Sarah Grimké, ao desafiar sua própria família escravocrata, comum no sul dos Estados Unidos, entrou para a história como a “primeira abolicionista feminina dos EUA”. Escreveu panfletos em conjunto com sua irmã, Angelina, através dos quais condenava duramente à escravidão. Cento e cinquenta anos depois da abolição da escravidão nos EUA, ainda há resquícios do racismo predominante na época de Grimké. Sue Monk Kidd, branca, que mora na cidade de Marco Island, na Flórida, nos EUA, relata que cresceu em meio a um sul racista, de pré-direitos civis, e que demorou a erguer sua voz contra o racismo. “A opressão ainda é um fenômeno mais ou menos naturalizado nas sociedades ocidentais com histórico escravista”, pontua a escritora e sulista Sue Monk Kidd.

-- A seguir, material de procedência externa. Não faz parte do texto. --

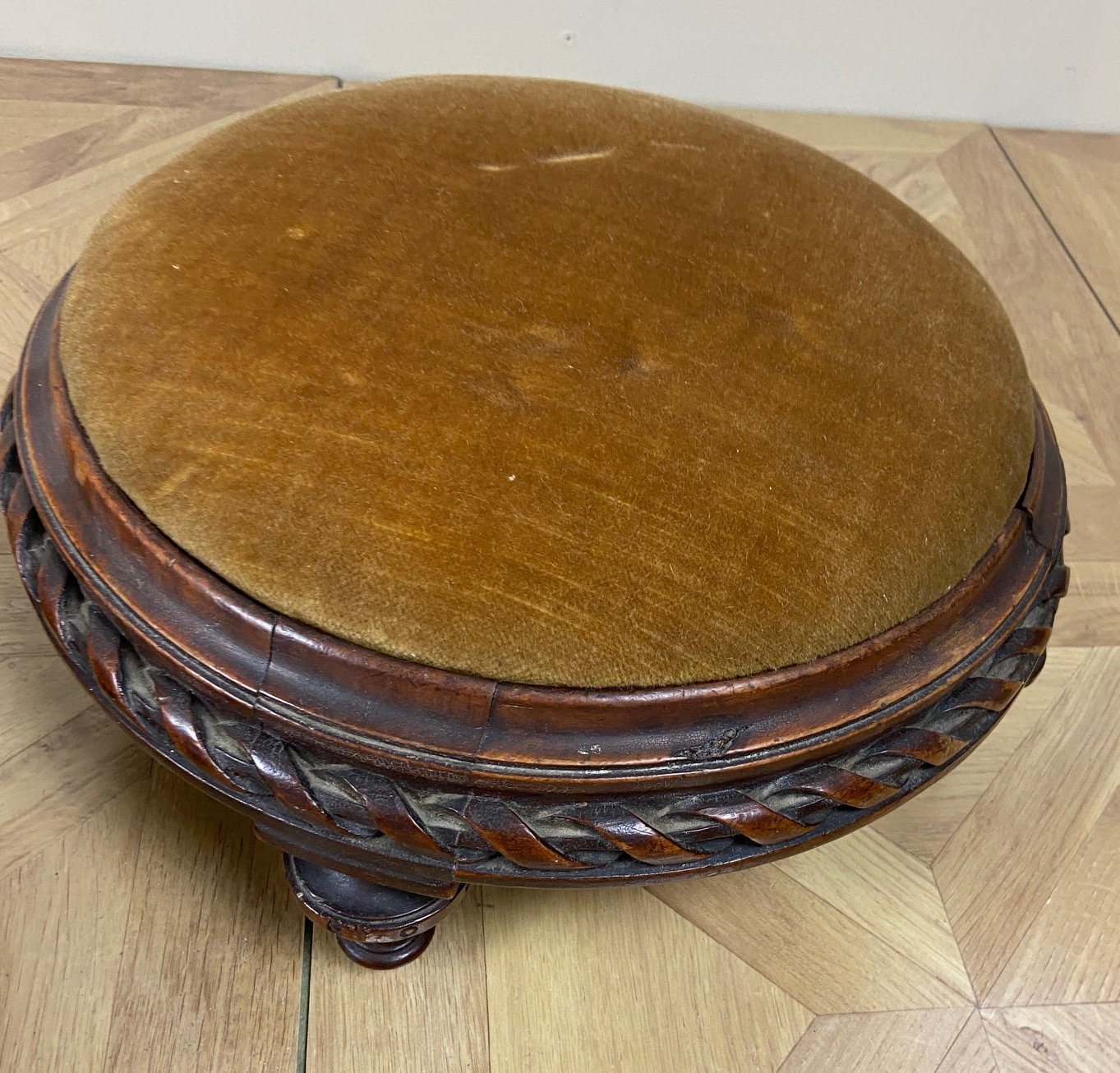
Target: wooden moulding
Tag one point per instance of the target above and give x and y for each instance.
(423, 779)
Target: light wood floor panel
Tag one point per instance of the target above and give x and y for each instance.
(1049, 965)
(1072, 348)
(64, 925)
(998, 869)
(813, 951)
(210, 976)
(614, 980)
(144, 928)
(914, 1041)
(1076, 178)
(1055, 1038)
(924, 825)
(970, 1052)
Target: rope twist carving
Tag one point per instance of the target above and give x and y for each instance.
(486, 833)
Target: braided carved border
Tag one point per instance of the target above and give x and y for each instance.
(505, 837)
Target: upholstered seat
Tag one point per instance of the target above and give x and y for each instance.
(548, 382)
(509, 481)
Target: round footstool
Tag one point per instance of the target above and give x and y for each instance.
(518, 481)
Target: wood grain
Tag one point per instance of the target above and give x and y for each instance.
(998, 869)
(1076, 178)
(682, 1002)
(914, 1041)
(117, 860)
(1055, 1038)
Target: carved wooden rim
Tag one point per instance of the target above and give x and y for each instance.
(321, 693)
(297, 728)
(429, 838)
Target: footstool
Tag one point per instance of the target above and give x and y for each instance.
(500, 481)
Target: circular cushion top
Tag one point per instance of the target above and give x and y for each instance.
(548, 382)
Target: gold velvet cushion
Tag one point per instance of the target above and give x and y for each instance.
(549, 382)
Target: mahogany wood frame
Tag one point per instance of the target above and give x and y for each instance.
(390, 784)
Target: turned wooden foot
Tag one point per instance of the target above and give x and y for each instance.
(376, 927)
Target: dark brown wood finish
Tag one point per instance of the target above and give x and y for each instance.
(419, 779)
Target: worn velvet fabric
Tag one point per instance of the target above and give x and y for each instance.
(549, 382)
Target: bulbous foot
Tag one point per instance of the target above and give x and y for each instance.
(376, 927)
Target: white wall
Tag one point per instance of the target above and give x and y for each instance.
(1037, 63)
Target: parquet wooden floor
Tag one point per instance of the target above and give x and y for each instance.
(975, 930)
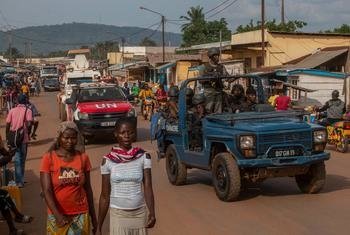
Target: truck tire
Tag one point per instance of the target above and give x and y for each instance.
(176, 170)
(63, 113)
(314, 180)
(226, 177)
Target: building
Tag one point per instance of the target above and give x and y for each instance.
(281, 47)
(320, 82)
(144, 50)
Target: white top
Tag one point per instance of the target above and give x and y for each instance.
(126, 182)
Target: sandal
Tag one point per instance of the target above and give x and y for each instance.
(25, 219)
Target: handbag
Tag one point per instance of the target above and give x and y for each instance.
(15, 138)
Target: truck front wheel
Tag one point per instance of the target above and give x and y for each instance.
(226, 177)
(175, 169)
(314, 180)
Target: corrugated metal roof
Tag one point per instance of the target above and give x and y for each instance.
(78, 51)
(165, 66)
(318, 58)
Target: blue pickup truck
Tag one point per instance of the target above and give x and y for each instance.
(242, 148)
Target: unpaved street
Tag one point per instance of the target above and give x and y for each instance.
(276, 208)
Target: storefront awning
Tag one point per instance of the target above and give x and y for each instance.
(166, 66)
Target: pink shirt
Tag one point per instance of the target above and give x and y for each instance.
(16, 118)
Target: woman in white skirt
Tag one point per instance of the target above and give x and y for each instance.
(124, 170)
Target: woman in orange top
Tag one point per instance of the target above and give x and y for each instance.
(65, 182)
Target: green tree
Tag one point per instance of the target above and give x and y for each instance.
(147, 42)
(344, 28)
(272, 25)
(197, 30)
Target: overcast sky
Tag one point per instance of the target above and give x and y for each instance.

Que mentalidade predominava no Sul dos Estados Unidos, na primeira metade do século XIX? Historicamente favorável à escravidão, os sulistas eram em sua maioria cristãos protestantes, oriundos de famílias que imigraram da Europa para trabalhar na Costa Leste dos EUA. Segundo Hernâni Francisco da Silva, em O Protestantismo e a escravidão no Brasil, o “fundamentalismo das denominações protestantes dos EUA se transformou em terreno fértil para justificativas da escravidão, que buscavam embasamento doutrinário para apaziguar a consciência dos escravocratas do sul. Citando a história de Noé, identificavam a maldição de Cam, por ter surpreendido o patriarca nu e embriagado, como a maldição dos negros”. Interesses conflitantes.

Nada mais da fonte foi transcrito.